По мере того как расстояние между ними сокращалось, лицо милиционера под надвинутым козырьком фуражки принимало все более строгое и официальное выражение, пока не стало напоминать бронзовую физиономию памятника героям революции. Правда, это сходство было весьма отдаленным: у героев революции — точнее, у их памятников — никогда не было таких глупых физиономий.

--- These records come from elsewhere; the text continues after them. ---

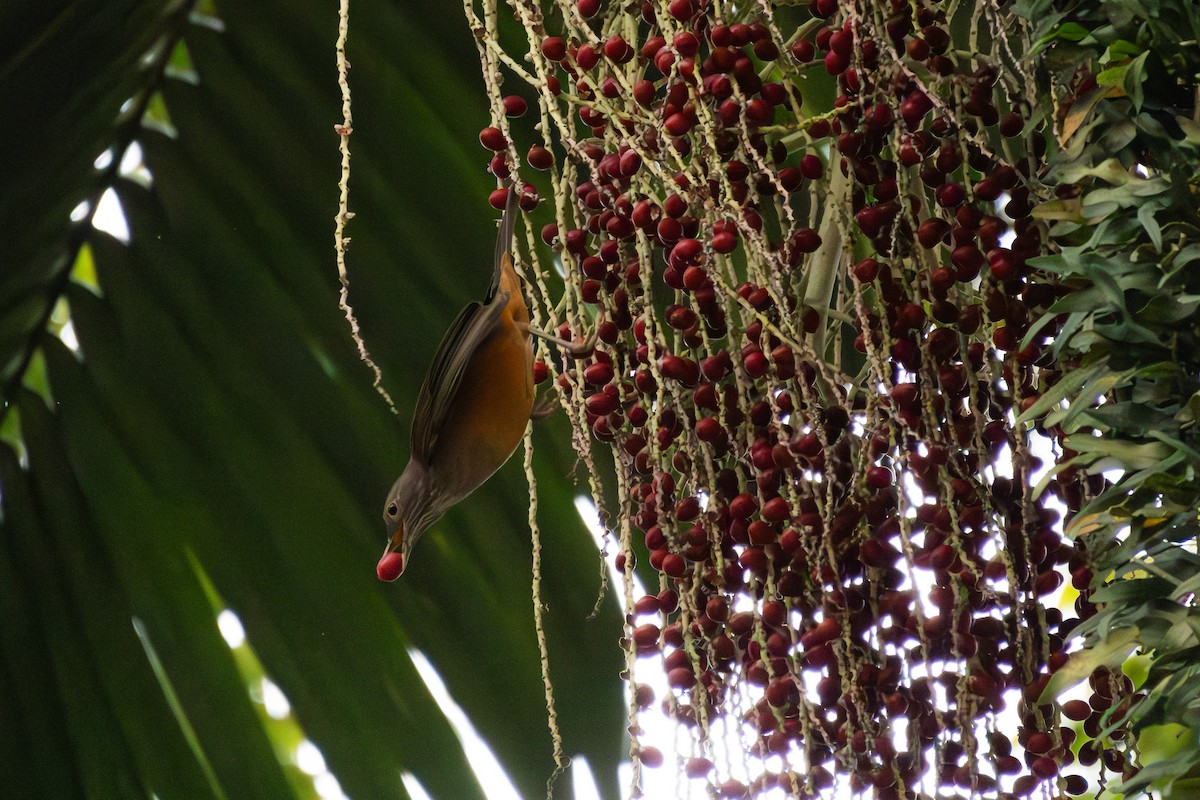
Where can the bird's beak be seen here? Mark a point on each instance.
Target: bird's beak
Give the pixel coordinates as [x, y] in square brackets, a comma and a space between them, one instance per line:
[395, 558]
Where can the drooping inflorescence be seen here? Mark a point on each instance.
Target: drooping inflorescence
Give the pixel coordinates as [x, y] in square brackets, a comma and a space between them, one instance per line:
[801, 233]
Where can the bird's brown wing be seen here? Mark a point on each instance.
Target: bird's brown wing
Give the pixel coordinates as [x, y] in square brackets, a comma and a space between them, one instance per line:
[466, 334]
[441, 386]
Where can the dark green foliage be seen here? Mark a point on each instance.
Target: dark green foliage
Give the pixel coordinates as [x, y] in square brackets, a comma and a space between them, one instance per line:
[216, 441]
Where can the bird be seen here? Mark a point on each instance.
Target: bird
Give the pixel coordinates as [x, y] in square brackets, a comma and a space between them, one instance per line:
[472, 409]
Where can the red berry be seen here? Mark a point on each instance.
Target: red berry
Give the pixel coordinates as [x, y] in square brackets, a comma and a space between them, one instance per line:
[553, 48]
[515, 106]
[390, 566]
[540, 157]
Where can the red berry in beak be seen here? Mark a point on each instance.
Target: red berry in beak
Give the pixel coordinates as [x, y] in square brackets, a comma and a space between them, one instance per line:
[390, 566]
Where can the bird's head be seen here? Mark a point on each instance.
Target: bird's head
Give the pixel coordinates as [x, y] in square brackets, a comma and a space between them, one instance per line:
[395, 558]
[414, 503]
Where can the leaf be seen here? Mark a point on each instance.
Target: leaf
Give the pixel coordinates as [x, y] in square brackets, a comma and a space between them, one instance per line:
[1067, 386]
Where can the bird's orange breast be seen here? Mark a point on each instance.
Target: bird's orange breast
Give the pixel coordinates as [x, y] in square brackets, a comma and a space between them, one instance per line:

Когда милиционера отделяло от Забродова каких-нибудь пять-шесть метров, в голову последнему пришла отличная идея. Он быстро расстегнул чехол, снял колпачок с объектива и, направив камеру на старшего лейтенанта, дважды щелкнул затвором. У него не было никакой уверенности в том, что кадры получатся, да это ему и не требовалось: психологический эффект был важнее.
Эффект превзошел все ожидания. Старший лейтенант шарахнулся, словно в него дважды выпалили из полевой гаубицы, и сделал запоздалую попытку спрятаться за собственной растопыренной ладонью. Когда он понял, что опоздал с мерами самозащиты, его физиономия позеленела от злости, и он, раздувая ноздри, бросился к Илариону.
— Вашу камеру, пожалуйста, — сказал он, делая безуспешную попытку казаться вежливым. Это ему не удалось: слова были правильные, но вот голос дрожал и срывался от с трудом подавляемого праведного гнева.